I decided to study in Japan because of its renowned academic programs, advanced technology, and rich cultural heritage. Japan’s commitment to innovation and excellence in research attracted me to pursue my studies here.

Why did you choose our lab?

I chose our lab because of its esteemed reputation in the field, cutting-edge research projects, and supportive academic environment. I was particularly drawn to the opportunity to work with renowned professors and collaborate with talented peers.

How would you describe your student life at the lab?

My student life at the lab has been enriching and fulfilling. I have had the opportunity to engage in diverse research projects, attend seminars and workshops, and participate in an academic conference in Nagasaki which was quite impressive. The supportive faculty and collaborative atmosphere have made my experience truly rewarding.

What was your research topic about?

My thesis focused on deepening our understanding of group travel behavior, particularly in relation to leisure activities. I developed a destination choice model to explain joint eating-out activities, and showed that accounting for group-level utility improves considerably the predictive ability of the model, compared to a model that assumes individual-level behavior. I think we were the first ones to develop such a mode. My research has been publised in the Journal of Transport Geography(Impact Factor: 6.1), so if you are interested please take a look.

How would you describe the research guidance provided by your supervisors?

The lab professors provided excellent research guidance, offering valuable insights, mentorship, and support throughout my academic journey. Their expertise and dedication have been instrumental in shaping my research skills and academic growth.
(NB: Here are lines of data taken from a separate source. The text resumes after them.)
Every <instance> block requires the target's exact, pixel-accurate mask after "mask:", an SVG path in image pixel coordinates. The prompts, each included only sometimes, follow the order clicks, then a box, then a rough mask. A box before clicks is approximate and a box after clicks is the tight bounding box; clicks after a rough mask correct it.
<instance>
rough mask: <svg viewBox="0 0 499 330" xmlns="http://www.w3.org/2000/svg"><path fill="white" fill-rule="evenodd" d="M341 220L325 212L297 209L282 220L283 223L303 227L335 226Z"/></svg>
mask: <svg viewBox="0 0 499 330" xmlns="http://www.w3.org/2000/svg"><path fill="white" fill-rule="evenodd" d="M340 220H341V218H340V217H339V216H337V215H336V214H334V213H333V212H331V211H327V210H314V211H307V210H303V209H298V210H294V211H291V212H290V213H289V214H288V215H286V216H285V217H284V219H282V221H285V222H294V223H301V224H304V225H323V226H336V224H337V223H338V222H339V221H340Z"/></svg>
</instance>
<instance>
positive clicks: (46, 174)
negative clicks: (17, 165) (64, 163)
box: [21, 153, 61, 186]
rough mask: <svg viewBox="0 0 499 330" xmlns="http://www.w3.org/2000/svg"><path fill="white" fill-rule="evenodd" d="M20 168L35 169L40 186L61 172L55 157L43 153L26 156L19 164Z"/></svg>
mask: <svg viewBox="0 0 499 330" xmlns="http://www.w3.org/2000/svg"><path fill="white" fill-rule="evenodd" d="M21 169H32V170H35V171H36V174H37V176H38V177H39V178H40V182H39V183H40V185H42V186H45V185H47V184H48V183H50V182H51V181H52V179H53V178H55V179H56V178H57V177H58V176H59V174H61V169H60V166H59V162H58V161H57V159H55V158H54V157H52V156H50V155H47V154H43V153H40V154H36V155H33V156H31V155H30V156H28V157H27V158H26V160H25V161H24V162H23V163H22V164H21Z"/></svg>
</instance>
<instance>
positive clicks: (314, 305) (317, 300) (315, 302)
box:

What did you like most about Japan?

What I liked most about Japan is its blend of tradition and modernity, vibrant culture, and welcoming people. The opportunity to immerse myself in Japanese culture, explore its scenic beauty, and experience its technological advancements has been truly inspiring.

What did you do after graduation?

After graduation, I returned to China and am working in an automotive company, focusing on data analysis related to product design. I aim to apply the behavioral modeling methods I have learned to gain insights into user needs and provide decision-making recommendations for product design.

Any message to new/prospective students?

To new and prospective students, I would like to encourage you to seize every opportunity to explore and learn during your time in Japan. Embrace the challenges, cherish the experiences, and make the most of your academic journey. Our lab offers a supportive and dynamic environment where you can thrive and excel in your research endeavors.